Gestire il potere in Turchia è tutt’altro che facile. Il paese ha due anime e due territori diversi: la zona attorno a Istanbul (ex Costantinopoli) è l’erede di una grande storia culturale e politica e ha tradizioni cosmopolite, ampi commerci internazionali, invece la regione anatolica è povera, conservatrice, tradizionalista. Dal crollo dell’Impero Ottomano fino a metà degli anni ’90 il potere politico fu gestito dall’esercito. Anche l’attuale costituzione, che risale al 1982, fu approvata dopo un colpo di stato militare, sotto l’egida di militari. La nuova costituzione avviò riforme che diedero più potere, più possibilità di sviluppo, più risorse economiche alla parte anatolica della popolazione. Si sviluppò così una nuova classe di cittadini turchi, favorevoli al liberismo economico, ma conservatori nei ruoli famigliari e sociali, religiosi e culturalmente tradizionalisti. Questa nuova classe è diventata numerosa, economicamente dinamica e creativa, politicamente importante. Così il peso economico della Turchia nell’economia globale è cresciuto molto: i Turchi hanno il PIL più alto di tutto il Medio Oriente, stanno superando il PIL dell’Arabia Saudita. Si tratta inoltre di un PIL che poggia su una solida base di attività variegate, mentre quello dell’Arabia Saudita è un fragile castello costruito sul solo petrolio; il resto per ora è letteralmente sabbia, nonostante i recenti tentativi di sviluppare nuovi settori.

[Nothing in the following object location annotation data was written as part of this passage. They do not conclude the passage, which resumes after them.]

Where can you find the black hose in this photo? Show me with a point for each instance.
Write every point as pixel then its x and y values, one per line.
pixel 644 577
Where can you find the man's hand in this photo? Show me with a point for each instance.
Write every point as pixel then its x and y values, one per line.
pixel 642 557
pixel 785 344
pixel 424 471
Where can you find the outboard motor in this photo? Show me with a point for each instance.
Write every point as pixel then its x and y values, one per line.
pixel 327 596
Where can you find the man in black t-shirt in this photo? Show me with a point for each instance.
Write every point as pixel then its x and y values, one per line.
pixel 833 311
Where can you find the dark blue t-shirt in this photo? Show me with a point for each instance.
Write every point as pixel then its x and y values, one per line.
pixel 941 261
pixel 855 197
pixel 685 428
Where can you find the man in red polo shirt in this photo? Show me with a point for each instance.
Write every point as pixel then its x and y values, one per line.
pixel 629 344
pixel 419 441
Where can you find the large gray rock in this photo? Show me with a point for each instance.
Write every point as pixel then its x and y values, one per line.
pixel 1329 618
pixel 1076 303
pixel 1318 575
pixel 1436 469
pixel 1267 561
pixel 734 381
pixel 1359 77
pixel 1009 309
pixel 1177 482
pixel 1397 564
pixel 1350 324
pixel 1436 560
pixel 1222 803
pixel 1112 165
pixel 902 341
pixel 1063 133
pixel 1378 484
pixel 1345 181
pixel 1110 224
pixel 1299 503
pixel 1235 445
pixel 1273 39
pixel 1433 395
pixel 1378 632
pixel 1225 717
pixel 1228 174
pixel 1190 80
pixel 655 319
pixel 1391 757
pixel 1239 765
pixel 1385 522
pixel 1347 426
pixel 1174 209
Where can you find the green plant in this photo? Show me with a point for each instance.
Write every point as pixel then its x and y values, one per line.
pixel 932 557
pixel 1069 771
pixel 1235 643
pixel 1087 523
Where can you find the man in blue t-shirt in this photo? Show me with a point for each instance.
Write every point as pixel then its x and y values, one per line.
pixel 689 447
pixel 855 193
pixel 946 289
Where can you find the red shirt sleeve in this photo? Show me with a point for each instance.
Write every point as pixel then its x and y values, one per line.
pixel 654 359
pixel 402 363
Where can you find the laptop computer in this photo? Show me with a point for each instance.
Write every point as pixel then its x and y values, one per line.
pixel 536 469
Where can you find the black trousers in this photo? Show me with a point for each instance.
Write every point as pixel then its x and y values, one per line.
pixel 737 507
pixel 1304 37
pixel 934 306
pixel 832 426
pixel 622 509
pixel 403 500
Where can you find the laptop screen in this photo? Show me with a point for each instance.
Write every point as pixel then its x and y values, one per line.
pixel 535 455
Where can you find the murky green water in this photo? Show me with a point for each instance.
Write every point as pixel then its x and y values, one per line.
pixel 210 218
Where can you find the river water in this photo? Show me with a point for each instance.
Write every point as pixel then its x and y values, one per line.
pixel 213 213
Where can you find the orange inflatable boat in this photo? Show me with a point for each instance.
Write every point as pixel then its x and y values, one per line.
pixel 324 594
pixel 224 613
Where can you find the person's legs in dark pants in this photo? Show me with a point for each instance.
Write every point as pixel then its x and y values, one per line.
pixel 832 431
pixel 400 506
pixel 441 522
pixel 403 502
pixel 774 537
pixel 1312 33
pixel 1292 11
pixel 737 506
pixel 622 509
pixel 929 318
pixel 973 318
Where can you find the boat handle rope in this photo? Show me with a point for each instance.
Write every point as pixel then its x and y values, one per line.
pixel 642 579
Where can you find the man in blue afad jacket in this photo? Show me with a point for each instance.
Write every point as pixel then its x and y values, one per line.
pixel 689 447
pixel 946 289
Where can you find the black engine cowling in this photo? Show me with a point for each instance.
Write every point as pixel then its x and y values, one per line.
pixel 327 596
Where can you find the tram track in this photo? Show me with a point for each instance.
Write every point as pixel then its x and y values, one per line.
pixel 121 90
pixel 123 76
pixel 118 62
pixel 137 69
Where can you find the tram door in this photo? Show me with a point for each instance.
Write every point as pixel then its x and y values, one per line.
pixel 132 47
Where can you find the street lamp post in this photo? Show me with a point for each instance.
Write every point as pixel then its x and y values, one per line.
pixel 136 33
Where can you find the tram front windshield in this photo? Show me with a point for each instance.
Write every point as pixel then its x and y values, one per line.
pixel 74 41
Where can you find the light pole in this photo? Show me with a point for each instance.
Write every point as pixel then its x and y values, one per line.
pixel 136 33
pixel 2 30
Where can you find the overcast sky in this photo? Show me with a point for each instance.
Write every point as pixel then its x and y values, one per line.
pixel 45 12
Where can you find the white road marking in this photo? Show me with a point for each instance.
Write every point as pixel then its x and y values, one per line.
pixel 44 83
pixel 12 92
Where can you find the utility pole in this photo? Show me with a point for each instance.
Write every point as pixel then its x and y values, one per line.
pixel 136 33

L’economia turca è quasi il doppio di quella iraniana, l’esercito e gli armamenti turchi sono ancora potenti, anche se necessitano di ammodernamento e riforme. La Turchia è oggi l’unico paese che può far da barriera sia all’espansionismo sciita (iraniano) sia alle guerre civili e religiose che travagliano il Medio Oriente − quel tipo di barriera che consiste in una resistenza e in una sorveglianza quotidiana, costante, capillare lungo i confini e sul proprio territorio, non la resistenza che consiste in mirabolanti azioni militari di breve durata, che non danno il controllo duraturo del territorio e lasciano sostanzialmente immutata la situazione.

Milioni di rifugiati siriani sono oggi in territorio turco, altri milioni sono trattenuti alla frontiera, controllati e alimentati tramite l’organizzazione della sicurezza e dei soccorsi internazionali gestita dai Turchi. Nel frattempo due tradizionali rivali strategici della Turchia, la Russia e l’Iran, interferiscono militarmente nella regione, in sostegno di fazioni che la Turchia considera ostili. Anche con queste potenze esterne la Turchia deve fare i conti in campo diplomatico e politico, tenendosi pronta a un possibile confronto militare.

I cittadini Turchi sanno di dover essere forti, sanno che non possono permettersi cedimenti e tentennamenti nei confronti di tanti oppositori e tanti pericoli alle frontiere, fin dentro casa. Può darsi che dicano sì al referendum, dando a Erdogan la possibilità di governare per altri 12 anni. O può darsi che dicano no a Erdogan, ma il prossimo governo turco sarà necessariamente forte, probabilmente autoritario, e il rafforzamento della Turchia nella regione continuerà con qualunque presidente, perché lo richiedono gli imperativi strategici e le condizioni geopolitiche del Paese, che non cambiano in base alla personalità di un uomo politico, ma sono realtà di fatto.